As this is mosly html parsing, it's very brittle; meaning that a change in the classID of one of the facebook UI components breaks this program. Matter of fact it's already broken once since the UI rework of 10/2009. So it will work for awhile until they redesign and I'm out of sync. Maybe I'll post it to sourceforge or github so you all can update as you see fit.

Along those lines, look for the diary of pdfbook creation with explanation of it's regex goodness at the newly created freshly created this month! Dissect and contribute your own regex hacks for finding stuff you recognize in your own facebook memory images.

Related Blog Posts:

Facebook Forensics

Jeff Bryner , GCFA Gold #137, also holds the CISSP and GCIH certifications, occasionally teaches for SANS, performs forensics, intrusion analysis, and security architecture work on a daily basis and runs just for fun.


Posted November 20, 2009 at 11:29 AM | Permalink | Reply


mdd has a very important "cache poisoning/memory leak" bug you can see system cache growing very significantly in the taskmgr.
You forget to mention win64dd which is the x64 version of windd.
King regards,

Posted November 20, 2009 at 6:08 PM | Permalink | Reply

Ken Pryor

This is just very cool, Jeff. I've been on Facebook today, so perhaps I should image my ram and try this out. I haven't worked a case involving Facebook''yet''but I'm sure it's only a matter of time.

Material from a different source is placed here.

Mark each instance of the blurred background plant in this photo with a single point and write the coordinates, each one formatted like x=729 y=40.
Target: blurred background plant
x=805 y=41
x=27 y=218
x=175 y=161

Posted November 20, 2009 at 7:10 PM | Permalink | Reply

Paul Bruner

You have some great articles. The comments were disabled on the Pointsec articel you had, but I thought I might help since we deal with pointsec all the time here.
I had recently found out that there is a Pointsec plug in for BartPE ( Sort of a windows on CD. Its picky as you have to have the same pointsec.sys file as the system, but it allows you to get into the drive without the process of decryption.
You basically boot the pointsec part of the drive and type in the admin information, then press Ctrl-F9 and press ok. You then can boot off the cd and it will load the correct drive for you to access the drive. It helps us as most easy fixes is just running chkdsk.
As I said, love the blog. going to try the decryption method you have for vmware. Save us alot of time in trying to recover somones data off a bad drive.

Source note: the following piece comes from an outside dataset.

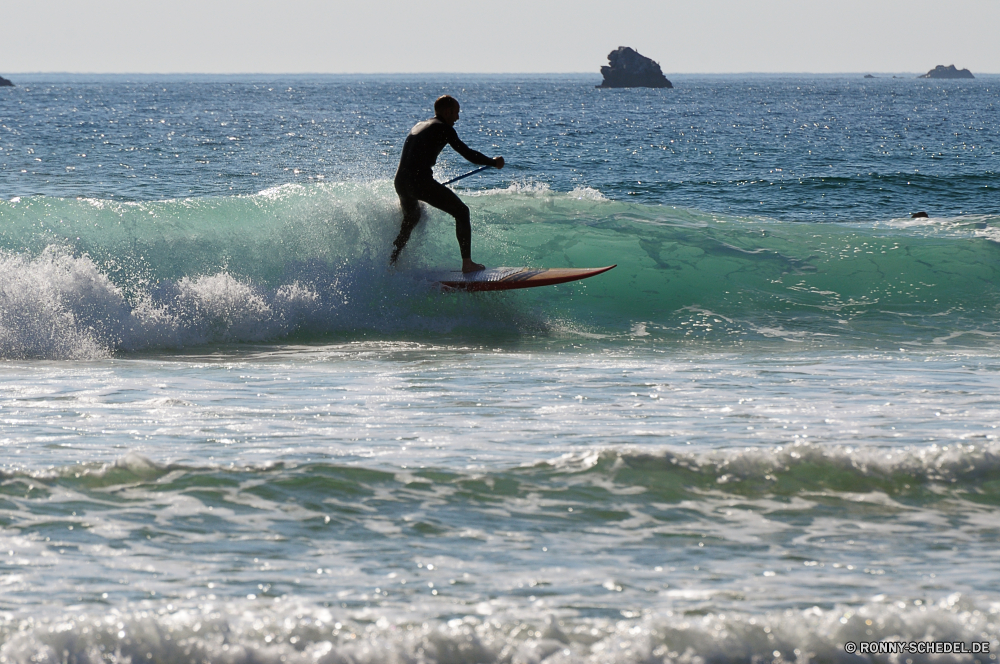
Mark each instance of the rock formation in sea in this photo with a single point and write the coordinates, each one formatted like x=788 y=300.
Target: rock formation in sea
x=629 y=69
x=947 y=72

Posted December 4, 2009 at 12:19 AM | Permalink | Reply

Some Guy

So who has actually used this or other memory forensic techniques to grab case relevant data?

Posted July 8, 2011 at 12:05 PM | Permalink | Reply

Anthony Lai

Dear SANS fellows, we have published our latest research on Facebook Forensics. You could find it from -> announcement -> Facebook Forensics Paper Published.

Posted July 8, 2011 at 3:29 PM | Permalink | Reply


Awesome; I read that paper yesterday, great work!

Posted July 8, 2011 at 3:32 PM | Permalink

Anthony Lai

Jeff, thank you and you rock indeed as you trigger this topic and we just work out in more details to contribute to this knowledge domain.